The Armenian fedayee movement at the end of the nineteenth and beginning of the twentieth centuries was not just a men’s issue. Women also had a share in the self-defense against Kurdish and Turkish attacks. Sose, the wife of famous fedayee Serop Aghpyur, was one of the most famous names that transcended history and remained as a symbol of pride and self-sacrifice.
She was born in the village of Teghud, in the region of Sasoun, in 1868. In 1881, at the early age of thirteen, she married Serop Vartanian, from the nearby village of Sokhourt. Two years later, Hagop, the elder son of Serop and Sose, was born. They had a second son later.
In the 1890s, like many Armenians in the provinces, Serop was forced to leave the village as a migrant worker, going to Constantinople to ensure the life of the family and leaving Sose to care for their home and their children. In Constantinople, he became a member of the Armenian Revolutionary Federation and, when he returned in 1895, he started preaching the motto, “Boys, remain without bread, but don’t remain without a weapon.” Sose remained on his side. The fedayees did not get married in principle, but if they were married, they stayed away from their families. However, for the next four years, Sose shared Serop’s wandering life throughout the region of Daron with her children, fighting on his side against Turkish and Kurdish injustice and outrages. Serop’s freedom fighters gave her the surname Mayrig (“mother”) for the maternal care she gave to the Armenian youth.

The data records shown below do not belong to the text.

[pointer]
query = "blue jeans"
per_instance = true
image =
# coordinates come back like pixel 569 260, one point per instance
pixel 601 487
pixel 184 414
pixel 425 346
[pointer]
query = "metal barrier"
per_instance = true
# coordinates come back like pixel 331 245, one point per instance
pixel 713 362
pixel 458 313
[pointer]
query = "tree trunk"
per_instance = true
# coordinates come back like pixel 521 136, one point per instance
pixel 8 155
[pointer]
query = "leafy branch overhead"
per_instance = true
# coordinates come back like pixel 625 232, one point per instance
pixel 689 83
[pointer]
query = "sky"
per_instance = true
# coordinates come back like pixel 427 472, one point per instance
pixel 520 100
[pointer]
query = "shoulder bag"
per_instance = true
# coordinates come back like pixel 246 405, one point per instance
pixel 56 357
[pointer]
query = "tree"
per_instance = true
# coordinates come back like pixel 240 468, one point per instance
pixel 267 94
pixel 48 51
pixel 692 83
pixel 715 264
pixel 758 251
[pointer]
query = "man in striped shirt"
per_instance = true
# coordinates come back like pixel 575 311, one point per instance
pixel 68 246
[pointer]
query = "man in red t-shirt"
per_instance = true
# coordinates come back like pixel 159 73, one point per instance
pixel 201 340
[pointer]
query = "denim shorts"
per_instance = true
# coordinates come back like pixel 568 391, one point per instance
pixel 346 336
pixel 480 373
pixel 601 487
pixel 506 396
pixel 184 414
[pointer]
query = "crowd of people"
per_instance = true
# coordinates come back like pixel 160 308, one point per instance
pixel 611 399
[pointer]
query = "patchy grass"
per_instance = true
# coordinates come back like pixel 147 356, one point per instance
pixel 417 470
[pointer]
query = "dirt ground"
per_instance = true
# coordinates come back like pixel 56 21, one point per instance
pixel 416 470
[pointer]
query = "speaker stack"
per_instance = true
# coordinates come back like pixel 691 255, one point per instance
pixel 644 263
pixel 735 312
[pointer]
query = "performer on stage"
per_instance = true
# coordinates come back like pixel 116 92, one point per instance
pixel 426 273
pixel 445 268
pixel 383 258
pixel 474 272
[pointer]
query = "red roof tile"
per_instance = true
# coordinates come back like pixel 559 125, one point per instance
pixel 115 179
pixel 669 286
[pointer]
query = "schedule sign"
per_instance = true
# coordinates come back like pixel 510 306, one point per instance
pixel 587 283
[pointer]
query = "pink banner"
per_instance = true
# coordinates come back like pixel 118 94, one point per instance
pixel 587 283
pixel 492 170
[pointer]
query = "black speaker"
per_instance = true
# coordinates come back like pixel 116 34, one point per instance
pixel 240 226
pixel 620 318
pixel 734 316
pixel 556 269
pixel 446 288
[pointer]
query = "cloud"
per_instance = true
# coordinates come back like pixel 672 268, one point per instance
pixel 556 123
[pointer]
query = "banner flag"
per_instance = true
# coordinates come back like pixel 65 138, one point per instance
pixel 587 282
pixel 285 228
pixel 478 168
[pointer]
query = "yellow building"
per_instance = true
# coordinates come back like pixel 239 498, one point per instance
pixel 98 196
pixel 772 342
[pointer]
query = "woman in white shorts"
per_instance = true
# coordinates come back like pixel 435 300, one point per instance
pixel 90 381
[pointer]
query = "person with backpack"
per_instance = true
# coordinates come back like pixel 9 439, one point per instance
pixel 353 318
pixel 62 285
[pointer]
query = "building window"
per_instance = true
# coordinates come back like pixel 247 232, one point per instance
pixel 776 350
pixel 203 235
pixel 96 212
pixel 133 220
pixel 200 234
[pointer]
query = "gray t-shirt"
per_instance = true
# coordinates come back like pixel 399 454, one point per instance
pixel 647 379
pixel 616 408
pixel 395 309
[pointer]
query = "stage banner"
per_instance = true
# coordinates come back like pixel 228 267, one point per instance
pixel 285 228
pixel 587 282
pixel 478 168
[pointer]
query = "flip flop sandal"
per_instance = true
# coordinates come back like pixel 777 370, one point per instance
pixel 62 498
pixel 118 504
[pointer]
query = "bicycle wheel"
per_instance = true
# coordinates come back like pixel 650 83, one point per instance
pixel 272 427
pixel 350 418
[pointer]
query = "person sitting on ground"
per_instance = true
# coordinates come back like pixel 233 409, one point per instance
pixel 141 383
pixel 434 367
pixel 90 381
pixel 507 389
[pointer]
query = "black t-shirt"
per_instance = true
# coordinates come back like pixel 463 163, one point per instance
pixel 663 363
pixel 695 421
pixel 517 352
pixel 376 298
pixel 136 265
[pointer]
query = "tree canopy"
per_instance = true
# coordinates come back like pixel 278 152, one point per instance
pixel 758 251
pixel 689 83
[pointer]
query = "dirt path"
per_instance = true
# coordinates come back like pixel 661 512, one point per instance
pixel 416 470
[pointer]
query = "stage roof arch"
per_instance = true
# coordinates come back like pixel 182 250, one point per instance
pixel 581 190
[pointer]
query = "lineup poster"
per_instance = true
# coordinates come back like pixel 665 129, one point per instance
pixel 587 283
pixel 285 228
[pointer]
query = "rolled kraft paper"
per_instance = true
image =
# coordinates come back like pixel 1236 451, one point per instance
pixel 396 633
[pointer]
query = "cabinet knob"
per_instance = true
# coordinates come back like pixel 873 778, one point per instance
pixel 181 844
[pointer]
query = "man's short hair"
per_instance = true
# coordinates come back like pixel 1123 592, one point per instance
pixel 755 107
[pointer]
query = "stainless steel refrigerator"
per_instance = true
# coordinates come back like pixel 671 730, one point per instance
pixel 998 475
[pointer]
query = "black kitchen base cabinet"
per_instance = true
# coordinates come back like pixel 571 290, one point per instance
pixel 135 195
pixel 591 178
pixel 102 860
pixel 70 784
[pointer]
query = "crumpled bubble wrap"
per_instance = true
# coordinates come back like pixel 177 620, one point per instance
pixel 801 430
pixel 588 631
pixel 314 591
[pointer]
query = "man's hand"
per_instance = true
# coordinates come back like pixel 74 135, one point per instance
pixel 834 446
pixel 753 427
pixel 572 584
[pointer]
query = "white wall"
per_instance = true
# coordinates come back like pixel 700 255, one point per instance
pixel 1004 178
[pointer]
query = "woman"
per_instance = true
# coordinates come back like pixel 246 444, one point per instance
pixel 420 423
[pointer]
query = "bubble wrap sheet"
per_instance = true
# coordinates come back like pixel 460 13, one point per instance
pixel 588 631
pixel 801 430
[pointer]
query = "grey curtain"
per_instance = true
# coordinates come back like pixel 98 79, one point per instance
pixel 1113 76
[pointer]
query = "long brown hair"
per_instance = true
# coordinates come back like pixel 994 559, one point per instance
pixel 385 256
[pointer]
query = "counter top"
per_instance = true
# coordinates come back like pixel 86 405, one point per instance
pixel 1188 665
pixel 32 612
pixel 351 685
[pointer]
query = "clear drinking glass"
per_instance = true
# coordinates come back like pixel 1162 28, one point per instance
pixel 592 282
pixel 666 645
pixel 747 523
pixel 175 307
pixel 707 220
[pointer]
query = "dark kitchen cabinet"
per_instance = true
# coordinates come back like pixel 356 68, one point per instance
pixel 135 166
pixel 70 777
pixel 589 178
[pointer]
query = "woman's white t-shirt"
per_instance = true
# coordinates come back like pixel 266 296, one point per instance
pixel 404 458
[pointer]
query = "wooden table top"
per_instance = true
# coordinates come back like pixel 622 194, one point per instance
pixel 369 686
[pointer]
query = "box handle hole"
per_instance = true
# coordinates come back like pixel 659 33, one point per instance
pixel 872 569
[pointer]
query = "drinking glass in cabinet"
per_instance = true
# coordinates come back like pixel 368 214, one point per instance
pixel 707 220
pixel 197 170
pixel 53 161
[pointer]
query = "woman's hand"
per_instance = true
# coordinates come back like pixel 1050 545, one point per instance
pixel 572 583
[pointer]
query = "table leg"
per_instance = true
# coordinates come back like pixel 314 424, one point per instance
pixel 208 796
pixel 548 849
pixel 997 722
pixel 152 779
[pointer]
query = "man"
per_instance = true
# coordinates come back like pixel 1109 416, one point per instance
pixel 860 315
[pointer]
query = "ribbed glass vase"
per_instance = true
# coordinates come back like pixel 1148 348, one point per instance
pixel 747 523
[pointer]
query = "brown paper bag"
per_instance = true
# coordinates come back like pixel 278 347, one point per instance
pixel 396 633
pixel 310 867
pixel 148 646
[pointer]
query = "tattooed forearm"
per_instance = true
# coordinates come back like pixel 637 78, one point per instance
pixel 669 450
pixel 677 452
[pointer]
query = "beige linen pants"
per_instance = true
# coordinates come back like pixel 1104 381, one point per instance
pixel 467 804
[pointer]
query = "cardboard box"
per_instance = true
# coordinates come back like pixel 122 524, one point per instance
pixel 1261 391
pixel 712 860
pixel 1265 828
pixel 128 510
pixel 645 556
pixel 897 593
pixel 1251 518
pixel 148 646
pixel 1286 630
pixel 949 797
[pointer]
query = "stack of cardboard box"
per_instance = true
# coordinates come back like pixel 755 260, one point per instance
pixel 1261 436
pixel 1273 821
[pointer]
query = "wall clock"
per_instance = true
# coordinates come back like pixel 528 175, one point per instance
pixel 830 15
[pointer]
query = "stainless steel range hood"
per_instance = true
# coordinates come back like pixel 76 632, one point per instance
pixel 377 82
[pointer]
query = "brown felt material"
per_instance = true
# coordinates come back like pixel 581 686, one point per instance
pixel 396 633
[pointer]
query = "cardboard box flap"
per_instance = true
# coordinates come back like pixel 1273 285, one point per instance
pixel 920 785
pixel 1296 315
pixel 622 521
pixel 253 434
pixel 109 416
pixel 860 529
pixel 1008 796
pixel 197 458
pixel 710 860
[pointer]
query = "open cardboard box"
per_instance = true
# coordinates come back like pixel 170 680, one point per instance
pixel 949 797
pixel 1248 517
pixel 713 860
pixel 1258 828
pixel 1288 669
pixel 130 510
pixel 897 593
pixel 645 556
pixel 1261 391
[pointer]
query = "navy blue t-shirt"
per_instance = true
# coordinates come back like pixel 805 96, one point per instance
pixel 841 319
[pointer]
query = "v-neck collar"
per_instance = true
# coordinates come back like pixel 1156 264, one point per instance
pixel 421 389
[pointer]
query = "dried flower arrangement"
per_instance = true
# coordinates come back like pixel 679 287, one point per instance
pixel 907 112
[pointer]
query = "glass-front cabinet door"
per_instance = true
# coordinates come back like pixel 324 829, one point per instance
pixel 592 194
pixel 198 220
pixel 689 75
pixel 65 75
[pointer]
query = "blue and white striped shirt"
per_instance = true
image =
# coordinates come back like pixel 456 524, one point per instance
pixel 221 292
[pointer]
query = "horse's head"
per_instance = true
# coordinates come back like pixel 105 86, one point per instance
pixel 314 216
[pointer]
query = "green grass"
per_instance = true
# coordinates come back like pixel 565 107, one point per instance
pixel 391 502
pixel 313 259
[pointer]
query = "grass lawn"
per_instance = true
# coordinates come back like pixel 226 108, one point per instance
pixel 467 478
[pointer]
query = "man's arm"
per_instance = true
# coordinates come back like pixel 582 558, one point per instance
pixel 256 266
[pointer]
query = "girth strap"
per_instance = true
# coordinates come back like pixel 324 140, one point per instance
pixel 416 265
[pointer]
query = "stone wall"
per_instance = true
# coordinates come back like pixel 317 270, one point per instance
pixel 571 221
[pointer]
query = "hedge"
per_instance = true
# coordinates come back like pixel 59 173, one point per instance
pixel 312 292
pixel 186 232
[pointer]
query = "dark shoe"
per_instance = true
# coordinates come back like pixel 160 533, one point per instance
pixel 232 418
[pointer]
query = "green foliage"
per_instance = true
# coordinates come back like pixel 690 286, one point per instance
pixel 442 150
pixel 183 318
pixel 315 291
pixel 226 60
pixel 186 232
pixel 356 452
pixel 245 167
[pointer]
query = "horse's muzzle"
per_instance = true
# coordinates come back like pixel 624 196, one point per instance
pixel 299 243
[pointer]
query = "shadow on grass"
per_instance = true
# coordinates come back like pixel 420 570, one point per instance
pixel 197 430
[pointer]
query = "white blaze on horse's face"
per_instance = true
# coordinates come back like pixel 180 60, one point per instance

In 1898, Serop returned to the region of Sasoun, and the village of Geliguzan was his group’s hideout in late 1899, when an Armenian traitor not only poisoned the brave fighter with a poisoned cigarette, but denounced him to the authorities. Turkish and Kurdish forces surrounded the village. Serop was so weak that he could not stand up. Sose, along with Serop’s brothers Zakar and Mkho and his son Hagop, fought an unequal battle for eight hours. Serop was killed and beheaded, and his brothers and elder son killed. Their younger son was taken by the Kurds and disappeared. Sose was gravely wounded and taken prisoner. However, Bshare Khalil, the head of the attackers, did not allow his men to touch her. She was cured and thrown to jail in Bitlis, but was freed later.
After the Sasoun uprising of 1904, Sose Mayrig moved to Van. She participated in the heroic defense of Van in April-May 1915, and when the Armenian volunteers were forced to retreat with the Russian forces, she also left and settled in Yerevan, where she remained until the end of the independence of Armenia in 1920.
She was among those A.R.F. members who left Armenia due to the Bolshevik persecution and settled in Constantinople for a very short time. Faced with the Kemalist danger, Sose Mayrig left the Ottoman capital and settled in Alexandria, Egypt, where she lived until the end of her life with Hayk Khanamirian’s family.
Her life of tragedy and unselfish sacrifice came to its end on February 9, 1953, in Alexandria, at the age of eighty-five. On the eightieth anniversary of the first Republic, Sose Mayrig ashes were moved to Armenia and reburied in the military cemetery of Yerablur.
In the 2010s, the Armenian Relief Society established in Artsakh a network of kindergartens named “Sose” in her memory.